And the video decoding module is used for processing the demultiplexed video signals, including decoding, scaling and the like.

And an image synthesis module, such as an image synthesizer, for performing superposition mixing processing on the graphic generator and the video image after the scaling processing according to the GUI signal input by the user or generated by the graphic generator, so as to generate an image signal for display.

The frame rate conversion module is configured to convert the input video frame rate, for example, converting the 60Hz frame rate into the 120Hz frame rate or the 240Hz frame rate, and the common format is implemented in an inserting frame manner.

The display format module is used for converting the received frame rate into a video output signal, and changing the video output signal to a signal conforming to the display format, such as outputting an RGB data signal.

The audio processor 260-2 is configured to receive an external audio signal, decompress and decode the external audio signal according to a standard codec protocol of an input signal, and perform noise reduction, digital-to-analog conversion, amplification processing, and the like, to obtain a sound signal that can be played in a speaker.

In other exemplary embodiments, video processor 260-1 may include one or more chip components. The audio processor 260-2 may also include one or more chips.

And, in other exemplary embodiments, the video processor 260-1 and the audio processor 260-2 may be separate chips or integrated together in one or more chips with the controller 210.

An audio output 270, which receives the sound signal output by the audio processor 260-2 under the control of the controller 210, such as: the speaker 272, and an external sound output terminal 274 that can be output to a generating device of an external device, other than the speaker 272 carried by the display device 200 itself, such as: external sound interface or earphone interface, etc.

And a power supply source for providing power supply support for the display device 200 with power inputted from an external power source under the control of the controller 210. The power supply may include a built-in power circuit installed inside the display apparatus 200, or may be an external power source installed in the display apparatus 200, and a power interface providing an external power source in the display apparatus 200.

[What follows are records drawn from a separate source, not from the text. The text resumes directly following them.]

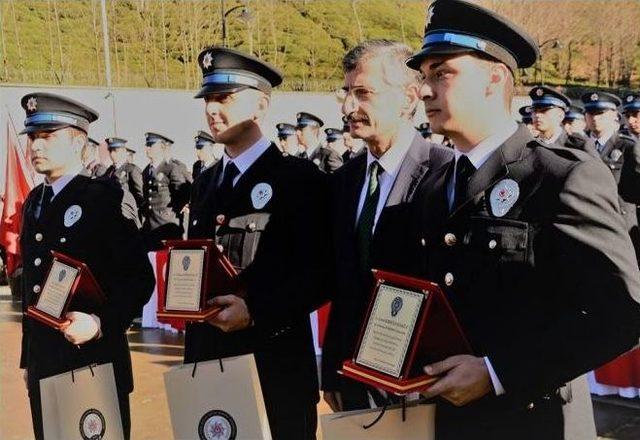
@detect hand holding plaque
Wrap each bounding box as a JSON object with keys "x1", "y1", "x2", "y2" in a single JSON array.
[
  {"x1": 341, "y1": 270, "x2": 470, "y2": 394},
  {"x1": 158, "y1": 240, "x2": 237, "y2": 322},
  {"x1": 26, "y1": 251, "x2": 105, "y2": 330}
]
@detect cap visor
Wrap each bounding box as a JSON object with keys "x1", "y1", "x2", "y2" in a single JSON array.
[{"x1": 194, "y1": 84, "x2": 249, "y2": 99}]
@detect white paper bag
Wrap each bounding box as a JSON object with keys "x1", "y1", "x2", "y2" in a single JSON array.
[
  {"x1": 320, "y1": 405, "x2": 436, "y2": 440},
  {"x1": 164, "y1": 354, "x2": 271, "y2": 440},
  {"x1": 40, "y1": 363, "x2": 124, "y2": 440}
]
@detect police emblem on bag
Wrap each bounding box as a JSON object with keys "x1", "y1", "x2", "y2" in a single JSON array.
[
  {"x1": 391, "y1": 296, "x2": 403, "y2": 318},
  {"x1": 251, "y1": 182, "x2": 273, "y2": 209},
  {"x1": 198, "y1": 409, "x2": 238, "y2": 440},
  {"x1": 489, "y1": 179, "x2": 520, "y2": 217},
  {"x1": 80, "y1": 408, "x2": 107, "y2": 440}
]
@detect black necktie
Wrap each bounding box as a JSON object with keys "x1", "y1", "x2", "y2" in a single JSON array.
[
  {"x1": 356, "y1": 161, "x2": 382, "y2": 273},
  {"x1": 217, "y1": 162, "x2": 240, "y2": 209},
  {"x1": 36, "y1": 185, "x2": 53, "y2": 220},
  {"x1": 452, "y1": 155, "x2": 476, "y2": 211}
]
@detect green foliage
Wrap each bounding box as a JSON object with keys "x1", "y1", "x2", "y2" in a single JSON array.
[{"x1": 0, "y1": 0, "x2": 640, "y2": 91}]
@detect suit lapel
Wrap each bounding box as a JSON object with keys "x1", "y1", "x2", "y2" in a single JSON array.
[{"x1": 385, "y1": 133, "x2": 430, "y2": 207}]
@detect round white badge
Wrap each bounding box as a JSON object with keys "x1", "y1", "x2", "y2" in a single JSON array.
[
  {"x1": 489, "y1": 179, "x2": 520, "y2": 217},
  {"x1": 64, "y1": 205, "x2": 82, "y2": 228},
  {"x1": 251, "y1": 182, "x2": 273, "y2": 209}
]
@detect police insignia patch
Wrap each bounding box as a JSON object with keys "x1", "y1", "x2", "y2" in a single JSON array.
[
  {"x1": 489, "y1": 179, "x2": 520, "y2": 217},
  {"x1": 27, "y1": 96, "x2": 38, "y2": 112},
  {"x1": 80, "y1": 408, "x2": 107, "y2": 440},
  {"x1": 198, "y1": 410, "x2": 238, "y2": 440}
]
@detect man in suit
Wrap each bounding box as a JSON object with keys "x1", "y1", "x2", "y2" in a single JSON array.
[
  {"x1": 82, "y1": 138, "x2": 107, "y2": 177},
  {"x1": 296, "y1": 112, "x2": 342, "y2": 174},
  {"x1": 622, "y1": 93, "x2": 640, "y2": 139},
  {"x1": 104, "y1": 137, "x2": 144, "y2": 213},
  {"x1": 20, "y1": 93, "x2": 154, "y2": 439},
  {"x1": 562, "y1": 105, "x2": 587, "y2": 136},
  {"x1": 321, "y1": 40, "x2": 452, "y2": 411},
  {"x1": 324, "y1": 128, "x2": 349, "y2": 162},
  {"x1": 407, "y1": 0, "x2": 640, "y2": 440},
  {"x1": 191, "y1": 131, "x2": 222, "y2": 180},
  {"x1": 142, "y1": 132, "x2": 191, "y2": 249},
  {"x1": 581, "y1": 92, "x2": 640, "y2": 257},
  {"x1": 529, "y1": 86, "x2": 598, "y2": 157},
  {"x1": 185, "y1": 46, "x2": 328, "y2": 439},
  {"x1": 276, "y1": 122, "x2": 300, "y2": 156}
]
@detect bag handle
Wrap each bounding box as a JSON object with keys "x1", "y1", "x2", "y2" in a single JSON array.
[{"x1": 362, "y1": 396, "x2": 407, "y2": 429}]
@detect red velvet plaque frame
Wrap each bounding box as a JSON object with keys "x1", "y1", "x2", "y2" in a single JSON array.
[
  {"x1": 340, "y1": 270, "x2": 471, "y2": 395},
  {"x1": 157, "y1": 239, "x2": 238, "y2": 322},
  {"x1": 25, "y1": 251, "x2": 106, "y2": 330}
]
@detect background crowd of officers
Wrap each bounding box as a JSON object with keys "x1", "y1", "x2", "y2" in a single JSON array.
[
  {"x1": 13, "y1": 0, "x2": 640, "y2": 440},
  {"x1": 84, "y1": 86, "x2": 640, "y2": 256}
]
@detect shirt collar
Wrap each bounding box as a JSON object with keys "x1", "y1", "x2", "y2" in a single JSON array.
[
  {"x1": 538, "y1": 128, "x2": 562, "y2": 145},
  {"x1": 367, "y1": 124, "x2": 416, "y2": 176},
  {"x1": 44, "y1": 167, "x2": 83, "y2": 200},
  {"x1": 453, "y1": 122, "x2": 518, "y2": 170},
  {"x1": 222, "y1": 137, "x2": 271, "y2": 174}
]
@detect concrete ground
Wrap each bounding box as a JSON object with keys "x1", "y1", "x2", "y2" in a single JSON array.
[{"x1": 0, "y1": 286, "x2": 640, "y2": 440}]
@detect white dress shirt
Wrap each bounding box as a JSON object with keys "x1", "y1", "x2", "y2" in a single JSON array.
[
  {"x1": 447, "y1": 123, "x2": 518, "y2": 396},
  {"x1": 356, "y1": 125, "x2": 416, "y2": 233},
  {"x1": 218, "y1": 137, "x2": 271, "y2": 186}
]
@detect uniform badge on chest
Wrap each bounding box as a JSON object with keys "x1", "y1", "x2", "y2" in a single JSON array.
[
  {"x1": 64, "y1": 205, "x2": 82, "y2": 228},
  {"x1": 251, "y1": 182, "x2": 273, "y2": 209},
  {"x1": 489, "y1": 179, "x2": 520, "y2": 217}
]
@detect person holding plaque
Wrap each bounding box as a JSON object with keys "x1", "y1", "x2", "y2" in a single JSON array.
[
  {"x1": 322, "y1": 40, "x2": 452, "y2": 411},
  {"x1": 407, "y1": 0, "x2": 640, "y2": 440},
  {"x1": 185, "y1": 46, "x2": 328, "y2": 439},
  {"x1": 20, "y1": 93, "x2": 154, "y2": 439}
]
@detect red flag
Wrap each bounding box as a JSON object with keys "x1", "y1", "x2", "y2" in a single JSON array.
[{"x1": 0, "y1": 120, "x2": 34, "y2": 275}]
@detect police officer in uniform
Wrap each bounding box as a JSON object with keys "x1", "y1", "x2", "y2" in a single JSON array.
[
  {"x1": 622, "y1": 93, "x2": 640, "y2": 139},
  {"x1": 185, "y1": 46, "x2": 328, "y2": 439},
  {"x1": 105, "y1": 137, "x2": 144, "y2": 213},
  {"x1": 416, "y1": 122, "x2": 433, "y2": 140},
  {"x1": 562, "y1": 105, "x2": 587, "y2": 136},
  {"x1": 276, "y1": 122, "x2": 300, "y2": 156},
  {"x1": 529, "y1": 86, "x2": 597, "y2": 157},
  {"x1": 142, "y1": 132, "x2": 191, "y2": 249},
  {"x1": 408, "y1": 0, "x2": 640, "y2": 440},
  {"x1": 20, "y1": 93, "x2": 154, "y2": 439},
  {"x1": 296, "y1": 112, "x2": 342, "y2": 174},
  {"x1": 191, "y1": 131, "x2": 220, "y2": 180},
  {"x1": 518, "y1": 105, "x2": 538, "y2": 137},
  {"x1": 581, "y1": 92, "x2": 640, "y2": 257},
  {"x1": 82, "y1": 138, "x2": 107, "y2": 177}
]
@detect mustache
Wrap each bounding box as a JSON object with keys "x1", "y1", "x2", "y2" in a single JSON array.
[{"x1": 345, "y1": 112, "x2": 369, "y2": 122}]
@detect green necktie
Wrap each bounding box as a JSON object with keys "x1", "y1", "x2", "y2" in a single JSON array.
[{"x1": 356, "y1": 161, "x2": 382, "y2": 273}]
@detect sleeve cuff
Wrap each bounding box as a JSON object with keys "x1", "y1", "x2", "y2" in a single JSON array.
[{"x1": 482, "y1": 356, "x2": 506, "y2": 396}]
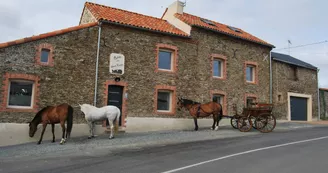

A user input interface for receiving an input signal of a user and then transmitting the received user input signal to the controller 210. The user input signal may be a remote control signal received through an infrared receiver, and various user control signals may be received through a network communication module.

By way of example, a user inputs a user command through the remote controller or the mobile terminal 300, the user input interface responds to the user input through the controller 210, and the display device 200 responds to the user input.

In some embodiments, a user may input a user command through a Graphical User Interface (GUI) displayed on the display 280, and the user input interface receives the user input command through the Graphical User Interface (GUI). Alternatively, the user may input the user command by inputting a specific sound or gesture, and the user input interface recognizes the sound or gesture through the sensor to receive the user input command.

The controller 210 controls the operation of the display device 200 and responds to the user's operations through various software control programs stored on the memory 290.

As shown in fig. 2, the controller 210 includes RAM213 and ROM214, and a graphics processor 216, CPU processor 212, communication interface 218, such as: first interface 218-1 through nth interfaces 218-n, and a communication bus. The RAM213 and the ROM214 are connected to the graphics processor 216, the CPU processor 212, and the communication interface 218 via buses.

A ROM213 for storing instructions for various system starts. When the power of the display device 200 starts to be started when the power-on signal is received, the CPU processor 212 executes a system start instruction in the ROM and copies the operating system stored in the memory 290 to the RAM213, so that the running of the start operating system starts. When the operating system is started, the CPU processor 212 copies various applications in the memory 290 to the RAM213, and then starts running the various applications.

A graphics processor 216 for generating various graphical objects, such as: icons, operation menus, user input instruction display graphics, and the like. The device comprises an arithmetic unit, wherein the arithmetic unit is used for receiving various interaction instructions input by a user to carry out operation and displaying various objects according to display attributes. And a renderer that generates various objects based on the results of the operator, and displays the results of rendering on the display 280.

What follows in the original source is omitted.